Everyone seems to have their own "lingo" when it comes to site stakes. I have never heard "high line", but my guess would be they are wanting all of the grades marked as a cut of "x" consistently across the board. This way they can still check grade if the stakes get covered etc. 

Typically the site staking is offset so as to not interfere with the work, but maybe this is different?? Anyone else have an explanation!!!!:laughing:


----------



## dayexco (Mar 4, 2006)

knock em all over and make em restake it


----------



## griz (Nov 26, 2009)

I talked with a couple of Dirt Pushers that have some serious hiway/road building experience today and asked about "high lines". They hadn't heard of the term. As cexcavation said it may be local lingo. I am not a road builder but I can't imaging the use of string for any project with heavy equipment running around.


----------



## Blas (Jan 29, 2008)

I wonder if they are referring to a string system like the curb installers use for their curb machines???? I guess I have never heard the term "high lines" before and I have done plenty of highway work. :laughing: Learn something new every day.


----------



## S.R.E. (Apr 8, 2010)

Could "high lines" be slang for blue tops?


----------



## cexcavation (Apr 17, 2008)

S.R.E. said:


> Could "high lines" be slang for blue tops?

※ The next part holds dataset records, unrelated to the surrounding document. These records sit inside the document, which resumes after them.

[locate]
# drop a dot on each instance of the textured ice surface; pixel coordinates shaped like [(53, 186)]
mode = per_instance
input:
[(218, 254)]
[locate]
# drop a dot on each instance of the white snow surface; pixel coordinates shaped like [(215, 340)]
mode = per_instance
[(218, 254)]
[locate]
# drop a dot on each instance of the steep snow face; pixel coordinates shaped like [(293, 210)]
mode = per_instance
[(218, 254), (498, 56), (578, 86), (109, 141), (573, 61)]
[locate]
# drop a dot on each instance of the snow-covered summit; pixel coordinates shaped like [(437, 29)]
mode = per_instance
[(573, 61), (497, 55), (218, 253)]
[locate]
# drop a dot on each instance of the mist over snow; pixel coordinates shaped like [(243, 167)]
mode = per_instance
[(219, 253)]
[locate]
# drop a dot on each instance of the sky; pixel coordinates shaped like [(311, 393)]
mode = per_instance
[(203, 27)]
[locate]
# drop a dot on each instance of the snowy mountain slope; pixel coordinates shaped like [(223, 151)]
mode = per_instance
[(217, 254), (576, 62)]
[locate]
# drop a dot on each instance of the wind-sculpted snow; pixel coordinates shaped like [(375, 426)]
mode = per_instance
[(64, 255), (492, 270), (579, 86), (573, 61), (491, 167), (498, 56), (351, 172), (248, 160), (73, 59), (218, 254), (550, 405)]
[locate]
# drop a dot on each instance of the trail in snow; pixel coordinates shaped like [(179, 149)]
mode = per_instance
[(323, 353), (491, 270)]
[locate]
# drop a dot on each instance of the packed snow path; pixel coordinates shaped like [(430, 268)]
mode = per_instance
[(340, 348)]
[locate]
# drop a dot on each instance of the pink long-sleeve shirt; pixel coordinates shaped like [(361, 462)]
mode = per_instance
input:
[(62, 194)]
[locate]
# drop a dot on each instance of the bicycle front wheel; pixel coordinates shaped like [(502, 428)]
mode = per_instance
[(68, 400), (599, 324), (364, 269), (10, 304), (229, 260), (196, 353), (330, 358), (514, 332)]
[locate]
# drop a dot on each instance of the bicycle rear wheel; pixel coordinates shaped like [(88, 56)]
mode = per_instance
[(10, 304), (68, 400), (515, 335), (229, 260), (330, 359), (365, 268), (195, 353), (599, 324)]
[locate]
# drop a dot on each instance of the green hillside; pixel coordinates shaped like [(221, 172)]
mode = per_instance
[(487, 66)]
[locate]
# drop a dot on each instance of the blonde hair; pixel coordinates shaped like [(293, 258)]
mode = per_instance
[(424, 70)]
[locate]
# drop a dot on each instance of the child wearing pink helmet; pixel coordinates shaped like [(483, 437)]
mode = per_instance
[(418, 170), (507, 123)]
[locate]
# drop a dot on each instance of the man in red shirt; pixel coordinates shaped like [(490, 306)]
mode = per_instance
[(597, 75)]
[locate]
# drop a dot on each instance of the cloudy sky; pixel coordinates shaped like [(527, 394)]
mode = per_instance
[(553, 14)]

Could "Blue Tops" be slang for Budweiser bottles?????:laughing:

Again, lingo is a funny thing, and I have no idea what a blue top is any more than a high line!!!!:w00t:


----------



## S.R.E. (Apr 8, 2010)

Around here "Blue Tops" are hubs placed by surveyors for top of crushed rock. They mark them with blue whiskers and paint them blue hence the term blue tops. So basically you have your road staked, then you build it to top of gravel base. Spread some crushed and get it close then they come in and give you blue tops for the top of crushed. If you have a good grader operator (not me) they can get it so close that they scrape off the blue paint and still leave the hub. It's been a while since I've seen it done because a lot of guys now use their own GPS instruments.


----------



## rino1494 (Jan 31, 2006)

cexcavation said:


> Could "Blue Tops" be slang for Budweiser bottles?????:laughing:
> 
> Again, lingo is a funny thing, and I have no idea what a blue top is any more than a high line!!!!:w00t:


Ask any grader operator and they will tell you.


----------



## Dozerman56 (Dec 11, 2009)

Never heard the term, and yes, in my younger days I walked many a mile running stringline for a fine grading operation. Just ask him what the h he's talking about. Most of us ground pounders don't bite.


----------



## dayexco (Mar 4, 2006)

cexcavation said:


> Could "Blue Tops" be slang for Budweiser bottles?????:laughing:


no, actually, blue tops are the babes in the blue "sometimes" tops that rino emails to me daily....that young man has a breast fetish, lemme tell ya


----------



## Upchuck (Apr 7, 2009)

day

Sounds like he emails you some interesting "research" material. May have to try to get on that list.:whistling


----------



## rino1494 (Jan 31, 2006)

Anybody who wants on that list, PM me your e-mail address :jester:


----------



## Concrete John (Apr 9, 2010)

I've heard 'em called "highlines"(been a long while though) for finish grade>>> grader operator run his turntable/ blade(little whip w/ a spring mount to run the line) on the string line , most use gps , but to each there own . Whatever gets the job done.....Right the 1st time.


----------